On Self-Tending
There was a time when care felt conditional. Attention arrived wrapped in judgment, and listening to my body felt like a liability instead of wisdom.
Over time, I learned to steadily move past my own needs. One small dismissal at a time to the point of forgetting I was worthy of care. This lasted until I became internally and physically exhausted by self-neglect. Through deep unlearning, something began to emerge. At first I thought it was self-love, then perhaps self-worth, or maybe even self-care. It was none of those. Instead what growing was the desire for self-tending.
Self-tending doesn’t ask me to feel differently about myself.
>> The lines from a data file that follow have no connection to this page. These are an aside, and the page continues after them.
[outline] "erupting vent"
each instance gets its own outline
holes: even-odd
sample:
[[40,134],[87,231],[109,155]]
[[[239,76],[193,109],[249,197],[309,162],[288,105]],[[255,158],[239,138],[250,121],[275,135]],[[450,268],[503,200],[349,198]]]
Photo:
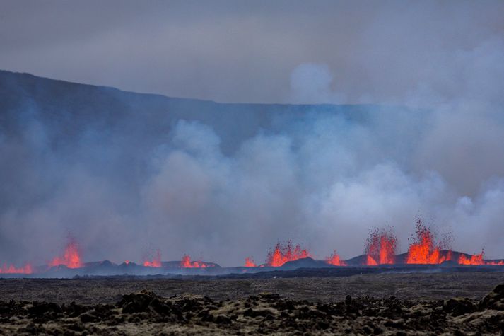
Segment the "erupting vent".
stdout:
[[69,268],[79,268],[83,266],[78,245],[74,239],[70,239],[62,257],[54,257],[49,262],[49,265],[51,267],[59,266],[60,265],[65,265]]
[[277,243],[273,250],[268,253],[267,266],[279,267],[287,262],[310,257],[310,253],[306,249],[302,249],[299,245],[293,248],[292,243],[289,241],[287,245],[283,245]]

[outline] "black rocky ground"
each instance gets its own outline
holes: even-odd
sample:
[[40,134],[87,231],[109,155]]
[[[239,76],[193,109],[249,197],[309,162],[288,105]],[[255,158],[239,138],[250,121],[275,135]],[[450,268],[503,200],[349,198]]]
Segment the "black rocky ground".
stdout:
[[316,303],[271,293],[216,301],[142,291],[115,304],[0,301],[0,333],[49,335],[485,335],[504,330],[504,284],[481,300],[352,298]]

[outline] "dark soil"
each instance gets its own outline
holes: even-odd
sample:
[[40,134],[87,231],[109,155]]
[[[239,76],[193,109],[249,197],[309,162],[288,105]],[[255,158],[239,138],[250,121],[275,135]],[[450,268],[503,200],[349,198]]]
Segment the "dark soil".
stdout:
[[500,335],[503,275],[1,280],[0,334]]

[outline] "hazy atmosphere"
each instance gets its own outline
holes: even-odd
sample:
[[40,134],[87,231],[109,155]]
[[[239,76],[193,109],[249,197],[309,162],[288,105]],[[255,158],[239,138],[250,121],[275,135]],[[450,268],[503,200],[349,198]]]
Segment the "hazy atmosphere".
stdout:
[[504,257],[504,3],[270,2],[0,0],[1,70],[191,99],[2,71],[0,262],[349,258],[417,216]]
It does not require belief, confidence, or affirmation.
It asks only that I notice.
Dry hands.
Tired feet.
A face that wants gentleness.
Hair that needs patience.
A nervous system that softens when slow weekends are kept sacred. When I tend myself, I am not proving anything. I am responding to my body’s needs.
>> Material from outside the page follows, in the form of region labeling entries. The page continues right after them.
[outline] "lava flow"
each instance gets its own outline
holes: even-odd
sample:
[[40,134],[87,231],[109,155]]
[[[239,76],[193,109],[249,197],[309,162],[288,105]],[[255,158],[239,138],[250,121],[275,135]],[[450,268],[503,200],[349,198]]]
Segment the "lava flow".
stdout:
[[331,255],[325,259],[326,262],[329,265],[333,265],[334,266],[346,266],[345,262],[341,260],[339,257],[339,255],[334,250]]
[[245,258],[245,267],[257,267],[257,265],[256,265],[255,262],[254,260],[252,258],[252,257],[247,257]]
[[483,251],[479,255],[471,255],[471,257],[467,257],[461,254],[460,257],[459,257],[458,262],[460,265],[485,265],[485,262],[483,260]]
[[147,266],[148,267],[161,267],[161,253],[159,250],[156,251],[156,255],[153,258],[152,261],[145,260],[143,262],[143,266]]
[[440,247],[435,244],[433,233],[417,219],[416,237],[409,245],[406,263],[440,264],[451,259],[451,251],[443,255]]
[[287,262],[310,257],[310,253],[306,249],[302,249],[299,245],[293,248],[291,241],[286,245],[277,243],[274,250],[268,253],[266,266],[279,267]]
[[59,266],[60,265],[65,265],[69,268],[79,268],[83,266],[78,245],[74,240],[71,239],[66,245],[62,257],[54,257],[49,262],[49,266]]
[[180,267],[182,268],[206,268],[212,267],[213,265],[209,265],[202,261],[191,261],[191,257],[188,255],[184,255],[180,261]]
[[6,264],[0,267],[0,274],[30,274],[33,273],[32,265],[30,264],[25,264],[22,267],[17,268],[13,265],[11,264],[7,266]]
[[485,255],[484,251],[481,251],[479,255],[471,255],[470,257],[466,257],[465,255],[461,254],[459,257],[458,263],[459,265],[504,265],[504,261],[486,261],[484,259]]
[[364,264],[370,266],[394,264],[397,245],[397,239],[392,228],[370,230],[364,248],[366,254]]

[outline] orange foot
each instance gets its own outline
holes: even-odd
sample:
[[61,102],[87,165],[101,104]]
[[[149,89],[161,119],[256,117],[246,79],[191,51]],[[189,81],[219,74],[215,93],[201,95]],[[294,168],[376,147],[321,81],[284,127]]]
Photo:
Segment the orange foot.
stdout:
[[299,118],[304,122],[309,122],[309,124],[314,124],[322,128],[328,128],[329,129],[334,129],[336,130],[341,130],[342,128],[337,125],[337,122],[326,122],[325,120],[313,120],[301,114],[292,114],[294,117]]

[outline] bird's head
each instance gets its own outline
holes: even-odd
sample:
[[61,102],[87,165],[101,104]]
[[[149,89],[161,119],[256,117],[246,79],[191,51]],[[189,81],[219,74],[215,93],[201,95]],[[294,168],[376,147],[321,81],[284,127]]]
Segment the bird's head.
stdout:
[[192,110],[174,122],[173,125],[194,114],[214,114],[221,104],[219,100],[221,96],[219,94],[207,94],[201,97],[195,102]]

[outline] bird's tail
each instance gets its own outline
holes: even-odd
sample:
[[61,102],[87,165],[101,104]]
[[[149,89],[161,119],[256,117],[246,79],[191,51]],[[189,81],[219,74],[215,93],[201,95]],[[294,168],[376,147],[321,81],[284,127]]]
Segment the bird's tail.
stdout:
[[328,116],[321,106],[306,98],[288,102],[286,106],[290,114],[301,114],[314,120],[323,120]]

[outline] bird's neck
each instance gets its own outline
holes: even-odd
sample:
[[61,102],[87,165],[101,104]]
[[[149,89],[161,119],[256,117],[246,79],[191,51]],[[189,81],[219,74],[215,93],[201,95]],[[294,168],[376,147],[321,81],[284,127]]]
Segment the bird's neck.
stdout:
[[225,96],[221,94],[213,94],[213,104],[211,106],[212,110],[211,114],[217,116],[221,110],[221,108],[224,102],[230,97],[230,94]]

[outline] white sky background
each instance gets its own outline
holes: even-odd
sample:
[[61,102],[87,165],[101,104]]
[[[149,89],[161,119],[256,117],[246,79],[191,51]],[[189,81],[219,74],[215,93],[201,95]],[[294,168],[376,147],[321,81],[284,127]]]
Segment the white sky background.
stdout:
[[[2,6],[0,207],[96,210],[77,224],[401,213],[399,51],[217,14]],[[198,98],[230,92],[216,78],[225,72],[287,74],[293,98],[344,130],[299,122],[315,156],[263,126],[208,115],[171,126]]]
I learned that the body learns quickly when it is no longer argued with. The inside follows the outside, not because it must, but because it finally trusts the sequence.
Self-tending feels honest.
It feels doable.
It feels like something I can keep.
Like a garden, I am tending what is alive.
Reflection Question
Where in my life am I ready to respond gently instead of evaluate or criticize?